They often stayed in hostals and pensions or took rooms in
private houses rather than filling the new hotels, being nearly
penniless, but a penny went quite a long way with the exchange
rate of the time.
It established itself as a major holiday destination in the
sixties and has never really looked back, indeed has moved
with the times very nicely. Considerable strides have been
made in gardening the town, for example. And the visitor is
pleasantly surprised to find that, behind the towering hotels
and the gleaming masses on the beaches, it still has a decidedly
village feel to it, in slightly bizarre contrast to its mix
of peoples - tourists, of course, including some of the loveliest
swimsuit fillers a man could want to see, firmly installed
expatriates of various nationalities, including some who look
as if they are on the run from the police (and could well
be), retired people, gays, including transvestites (Torremolinos
is emphatically on the gay tourism circuit), surprisingly
unflappable Spaniards... I love it. And if fun is your goal,
you need look no further.
What to See and Do.- Go with the flow. If you do not
want sun, sea, sand and very possibly sex, you could be in
the wrong place. All the activities typical of the Costa del
Sol - golf, sailing, diving, and so on - are available, as
are the possible excursions - Mijas, Nerja, Malaga, Marbella,
Ronda... But Torremolinos is really about having a good time
- beaches, pubs, bars, restaurants, clubs, discos... And,
crowds apart, it is an agreeable place to walk around, still
conserving some of the feel of a fishing village.

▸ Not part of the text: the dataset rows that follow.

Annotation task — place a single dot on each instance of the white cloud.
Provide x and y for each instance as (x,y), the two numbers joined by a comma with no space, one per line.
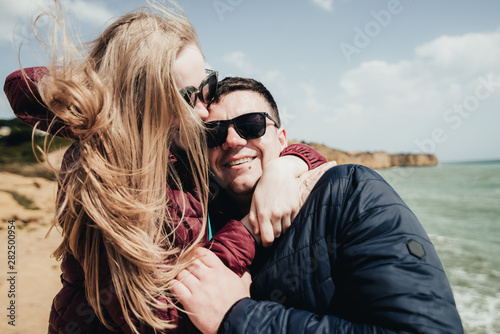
(240,60)
(311,100)
(392,105)
(443,71)
(324,4)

What to Do with Children.- If they tire of the beach,
take them to Aquapark
Torremolinos, or down the road to the somewhat old-fashioned
Tívoli
Amusement Park at neighbouring Benalmádena, or
to watch the horse-riding display or go on a trek at El Ranchito
Equestrian Centre, or take scuba
diving lessons with them, or...
When to Go.- The last two weeks of July and first
two weeks of August are overcrowded, as in most parts, and
the mid-winter is as depressing as in resorts everywhere.
Apart from that, any time. The most important local festival,
the Feria de San Miguel (September 29th) is a surprisingly
authentic, quite spectacular affair, with decorated carts
pulled by oxen (as well as rock concerts, Mr and Miss OAP
contests and other less convincing traditions).

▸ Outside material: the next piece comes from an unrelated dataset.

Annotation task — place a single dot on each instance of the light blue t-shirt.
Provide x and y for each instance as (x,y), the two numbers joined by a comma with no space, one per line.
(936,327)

Where to Stay.- Torremolinos has plenty of accommodation,
including no fewer than twelve four-star hotels, but cheap
lodging is harder to find, though it exists. In terms of value
for money, a package holiday bought in advance is almost certainly
your best bet. If you have no booking, they may be able to
help in one of the Oficinas de Turismo (there are three,
easily found, open all year, but in winter only in the morning).
Eating and Drinking.- There are over
250 restaurants in Torremolinos. Some of the best bars and
restaurants are found on or near the beachfront in La Carihuela,
once the fishermen's district, now the most upmarket area
of Torremolinos.
Nightlife.- Torremolinos is still considered the nightlife
capital of the Costa del Sol (though Benalmádena is
actually livelier). There are plenty of good bars and you
do not really need to enter a club or a discotheque before
midnight or 1 a.m. When you do, the first choice seems to
be El Palladium (Av. Palma de Mallorca), a huge disco
with different areas and a swimming pool, although others
favour the neighbouring Fun Beach, which is even bigger
and where the waitpersons wear swimsuits. Gay nightlife (and,
curiously, nightlife for 'an older crowd') is centred around
La Nogalera, the most famous gay spot being the Abadia.

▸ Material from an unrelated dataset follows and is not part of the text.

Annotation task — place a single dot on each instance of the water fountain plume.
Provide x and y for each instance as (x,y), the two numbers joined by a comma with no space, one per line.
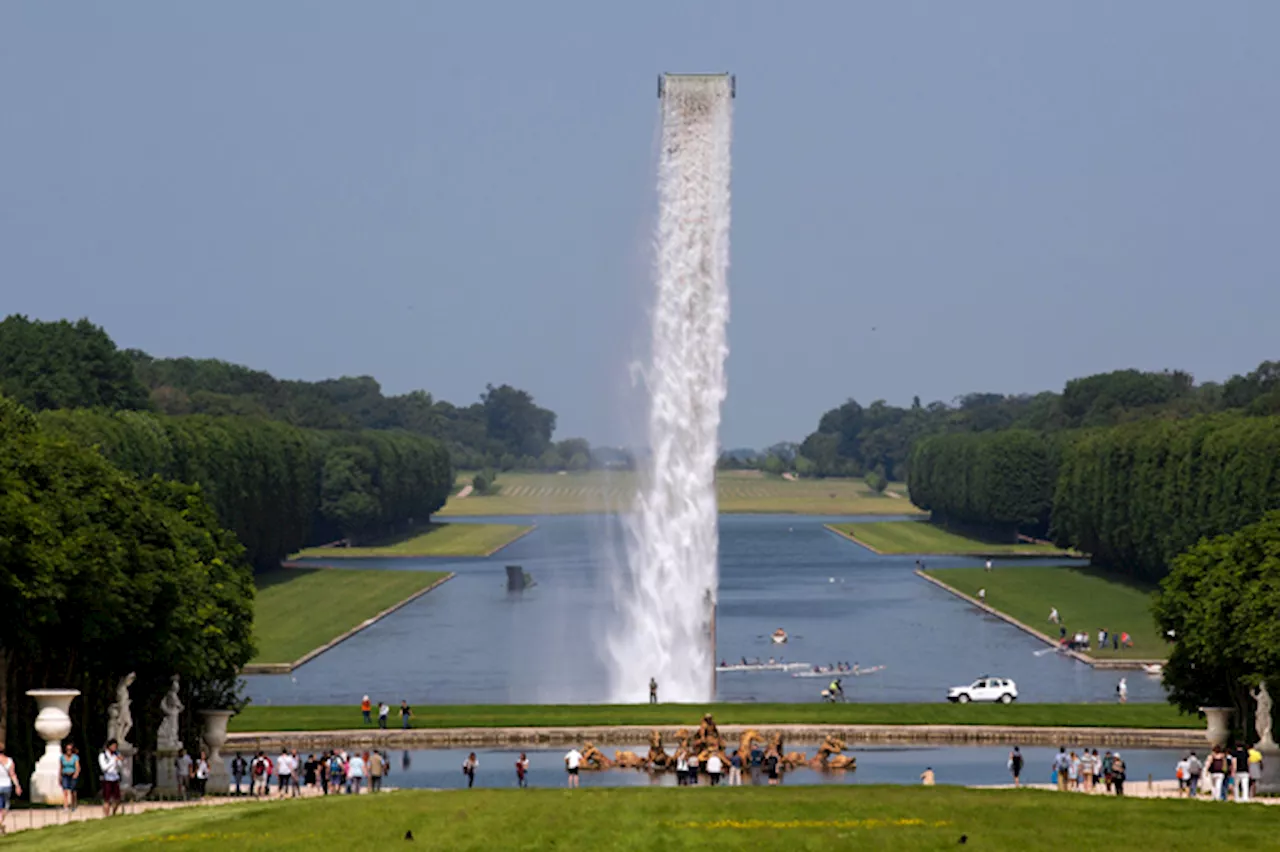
(667,590)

Getting There.- From Malaga: the local railway,
cercanias, links the city of Malaga, its airport and
all coastal towns as far as Fuengirola, including Torremolinos.
From Madrid: by car (begin by taking the NIV), 540
km, less than five hours; the bus
(seven daily) takes about seven and a half hours instead of
the six and a half by train, but is less than half the price.